Contrary to present study and most of the other studies that have been carried out using a case-control design, examining the relationship between vitamin D levels and acute ischaemic stroke risk, the western studies have followed longitudinal design and used vitamin D levels and their changing pattern as a predictor of outcome in stroke patients. In these studies, large sample sizes, and longer follow up have focused on dietary vitamin intake and then correlated it with stroke risk, thus providing a more cogent risk assessment rather than a cross-sectional observation as observed in present study and several other studies from Indian subcontinent as reported above.
Hence, despite finding a significant difference in mean vitamin D levels of cases as compared to controls, we do not find it to be a convincing evidence as yet and recommend further studies to corroborate these findings in wider perspective. This assumption of ours is based on the premise of studies from western literature that show no significant association of vitamin D levels with risk of stroke when considered in a wider perspective taking into account socio-demographic factors, co-morbidities and laboratory values, including parathyroid hormone despite showing a higher risk of stroke [23].
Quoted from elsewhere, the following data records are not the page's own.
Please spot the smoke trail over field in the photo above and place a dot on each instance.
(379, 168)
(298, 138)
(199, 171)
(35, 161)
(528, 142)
As far as the association of CIMT with vitamin D levels is concerned it also seems to be controversial with some studies endorsing its existence while some others denying this in some specific group of patients [24,25]. A recent study from India has shown a mild inverse correlation between Vitamin D levels and CIMT [10]. We found the CIMT values of either side as well the mean to be significantly higher in cases as compared to controls, thus showing an association between CIMT with an increased risk of acute ischaemic stroke. The present study revealed no significant association between CIMT and Vitamin D level. Although assessment of a linear correlation between CIMT and vitamin D levels yielded a significant yet a weak inverse correlation (r=-0.184; p=0.018) between two, thereby indicating that two are very weakly interrelated and probably confounded by other factors. The findings thus suggest that there can be a role of vitamin D in acute ischaemic stroke but it is confounded by a number of factors such as obesity, diabetes and smoking as observed in present study and age, sex, hypertension, dyslipidemia as observed in other studies and hence it is still premature to jump on existence of any such relationship in view of the conflicting evidence in literature as well as absence of any such association on categorical evaluation in view of high vitamin D insufficiency/deficiency in our study population. However, CIMT were better correlated with ischaemic stroke risk. Similar to stroke, CIMT also had poor correlation with vitamin D levels.
Limitation
Vitamin D levels are affected by a host of factors, including exposure to sun, dietary habits, age and menopausal status in women. Apart from this, the effect of smoking habit and its frequency and duration has also been shown to exist. In the present study, owing to limitations we could not evaluate all these factors.
Conclusion
The findings suggest that there is a probable association between low Vitamin D levels and acute ischaemic stroke. However, in view of presence of numerous confounding factors like diabetes, hypertension and obesity in our study a definite causal relationship cannot be established. Although both Vitamin D levels and CIMT show a strong association with acute ischaemic stroke; the linear relationship between Vitamin D levels and CIMT is rather weak.